Saito v. Collier County Municipal Corporation
This text of Saito v. Collier County Municipal Corporation (Saito v. Collier County Municipal Corporation) is published on Counsel Stack Legal Research, covering District Court, M.D. Florida primary law. Counsel Stack provides free access to over 12 million legal documents including statutes, case law, regulations, and constitutions.
Opinion
UNITED STATES DISTRICT COURT MIDDLE DISTRICT OF FLORIDA FORT MYERS DIVISION
LYNNEA SAITO and KOICHI SAITO,
Plaintiffs,
v. Case No.: 2:22-cv-740-JLB-KCD
COLLIER COUNTY MUNICIPAL CORPORATION, COLLIER COUNTY SHERIFF’S OFFICE, CHARLES NUNLEY, BYRON TOMLINSON, ALEXIS GRACE MOFFETT, BLAKE ADAMS, ROB CROWN, CRYSTAL KINZEL, THOMAS SEPANSKI, and EDWARD KELLY,
Defendants. / ORDER Plaintiffs Lynnea Saito and Koichi Saito were allegedly pulled over by the Collier County Sheriff’s Office in June 2022. (Doc. 24 ¶ 20.) Although not entirely clear, something occurred during the traffic stop that caused Plaintiffs to be arrested and their car towed.
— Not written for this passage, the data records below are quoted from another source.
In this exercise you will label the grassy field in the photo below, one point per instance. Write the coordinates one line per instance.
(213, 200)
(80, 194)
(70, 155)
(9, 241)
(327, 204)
Plaintiffs have thus sued the Sheriff’s Office, the deputies, the state attorney, two state judges, the clerk of court for Collier County, and the wrecker operator in both their individual and official capacities. Defendants Blake Adams and Rob Crown have appeared and moved to dismiss the complaint. (See Doc. 67.) Plaintiffs, in turn, have moved the Court
to strike the Motion to Dismiss because defense counsel does not have “lawful authority to speak on behalf of Defendants.” (Doc. 68 at 2.) As previously explained when denying a similar motion (Doc. 64), Plaintiffs offer no legal basis for their pending motion. Nor do they cite any
authority that would allow the Court to prohibit counsel from appearing in this case. Rather, in conclusory fashion, Plaintiffs declare that attorney Katherine Schillo has no standing to speak on behalf of Defendants because she has not provided a power-of-attorney document to prove the authority granted to her
to do so. (Doc. 68 at 1.) Even more remarkable, Plaintiffs say that the Motion to Dismiss is hearsay because the attorney “lacks firsthand knowledge to submit facts as evidence.” (Doc. 68 at 2.) Contrary to Plaintiffs’ unadorned argument otherwise, Defendants are
“entitled to the counsel of [their] choice.” In re BellSouth Corp., 334 F.3d 941, 961 (11th Cir. 2003). And Defendants’ choice in counsel “may be overridden only if compelling reasons exist.” Id. Plaintiffs have failed to offer any rationale (let alone compelling reasons) for the Court to deprive Defendants of their right
to counsel or question their choice of an attorney. Further, the Court notes that each attorney to enter an appearance in this case is licensed in the State of Florida. Accordingly, is it now ORDERED: Plaintiffs’ Motion to Strike Defendants’ Motion to Dismiss (Docs. 68) is DENIED. ENTERED in Fort Myers, Florida this February 10, 2023.